Boundary-layer development beyond a critical value

Abstract

Two initial-value problems are considered involving a parameter \(\alpha \), the corresponding steady states have a critical value at \(\alpha =\alpha _c<0\) with steady state solutions possible only if \(\alpha \ge \alpha _c\). The aim is to compare how the solution to these two problems evolves in time. For the first problem we find that a solution exists for all time with a two-region structure having a self-similar relatively thin front region moving away from the wall and an inner inviscid region, increasing exponentially in thickness at a rate proportional to \(\hbox {e}^{|\alpha |\,t}\). A finite-time singularity develops in the second problem, the nature of this singularity being derived in terms of the time difference \(\tau =t_s-t\), where the singularity occurs at time \(t_s\), showing that the velocity becomes singular at a rate proportional to \(\tau ^{-1}\) and the thickness of the boundary-layer increasing at a rate proportional to \(\tau ^{-1/2}\).

Appendix

A very much simplified and dimensionless version derivation of Eq. (1).

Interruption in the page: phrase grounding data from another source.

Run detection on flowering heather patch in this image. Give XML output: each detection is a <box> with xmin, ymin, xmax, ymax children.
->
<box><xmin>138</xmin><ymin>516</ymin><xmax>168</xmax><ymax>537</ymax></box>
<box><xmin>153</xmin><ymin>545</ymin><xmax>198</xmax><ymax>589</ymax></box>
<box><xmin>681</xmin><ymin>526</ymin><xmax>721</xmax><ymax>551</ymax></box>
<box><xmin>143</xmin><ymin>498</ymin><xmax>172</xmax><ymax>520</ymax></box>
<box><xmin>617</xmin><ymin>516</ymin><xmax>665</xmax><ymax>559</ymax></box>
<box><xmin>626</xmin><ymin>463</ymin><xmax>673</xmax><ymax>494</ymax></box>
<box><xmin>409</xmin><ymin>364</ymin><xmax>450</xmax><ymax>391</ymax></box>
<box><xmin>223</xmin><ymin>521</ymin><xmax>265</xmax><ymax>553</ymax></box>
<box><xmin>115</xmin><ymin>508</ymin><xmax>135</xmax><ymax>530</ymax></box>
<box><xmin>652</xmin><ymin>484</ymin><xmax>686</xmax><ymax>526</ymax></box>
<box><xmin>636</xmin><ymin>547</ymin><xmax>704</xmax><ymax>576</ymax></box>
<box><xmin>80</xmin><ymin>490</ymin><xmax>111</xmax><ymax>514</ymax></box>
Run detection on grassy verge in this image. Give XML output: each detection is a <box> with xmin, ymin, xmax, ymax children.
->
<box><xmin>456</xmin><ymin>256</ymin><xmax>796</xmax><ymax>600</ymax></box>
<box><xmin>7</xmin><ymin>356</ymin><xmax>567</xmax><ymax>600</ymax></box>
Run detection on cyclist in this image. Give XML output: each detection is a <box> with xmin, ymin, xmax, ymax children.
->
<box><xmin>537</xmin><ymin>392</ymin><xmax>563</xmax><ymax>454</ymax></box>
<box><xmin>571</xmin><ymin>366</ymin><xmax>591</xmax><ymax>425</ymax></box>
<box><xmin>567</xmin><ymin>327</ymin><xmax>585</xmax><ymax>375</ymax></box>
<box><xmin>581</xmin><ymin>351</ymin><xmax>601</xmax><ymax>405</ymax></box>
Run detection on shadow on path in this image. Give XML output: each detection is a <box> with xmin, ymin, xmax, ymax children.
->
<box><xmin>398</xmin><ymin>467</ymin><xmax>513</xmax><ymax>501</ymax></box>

In a porous medium with the flow given by Darcy’s law the flow near a forward stagnation point with an outer flow is given by (in the usual notation)

$$\begin{aligned} u=x\,(\beta \,\theta +1) \end{aligned}$$

(42)

where \(\beta \) is a parameter measuring convective to outer flow effects. Define a stream function \(\psi \) by \(\psi =x\,f(y,t)\) and taking \(\theta =\theta (y,t)\), as is standard for a stagnation point, the heat transfer (energy) equation gives

$$\begin{aligned} \frac{\displaystyle \partial \theta }{\displaystyle \partial t}-f\,\frac{\displaystyle \partial \theta }{\displaystyle \partial y}=\frac{\displaystyle \partial ^2 \theta }{\displaystyle \partial y^2} \end{aligned}$$

(43)

with, from (42),

$$\begin{aligned} \theta =\frac{1}{\beta }\,\left( \frac{\displaystyle \partial f}{\displaystyle \partial y}-1\right) \end{aligned}$$

(44)

Equation (43) then gives Eq. (1) on putting \(\alpha =1+\beta \).

The solution develops initially in terms of the independent variable \(\eta =y/t^{1/2}\), as is the case in many other problems of this type. This form can be seen, for example, in the small time behaviour for \(\alpha =0.5\) in Fig. 3. The numerical integrations used the variable y to reflect the behaviour at larger times, though this did require a small time step at the start of the numerical solution.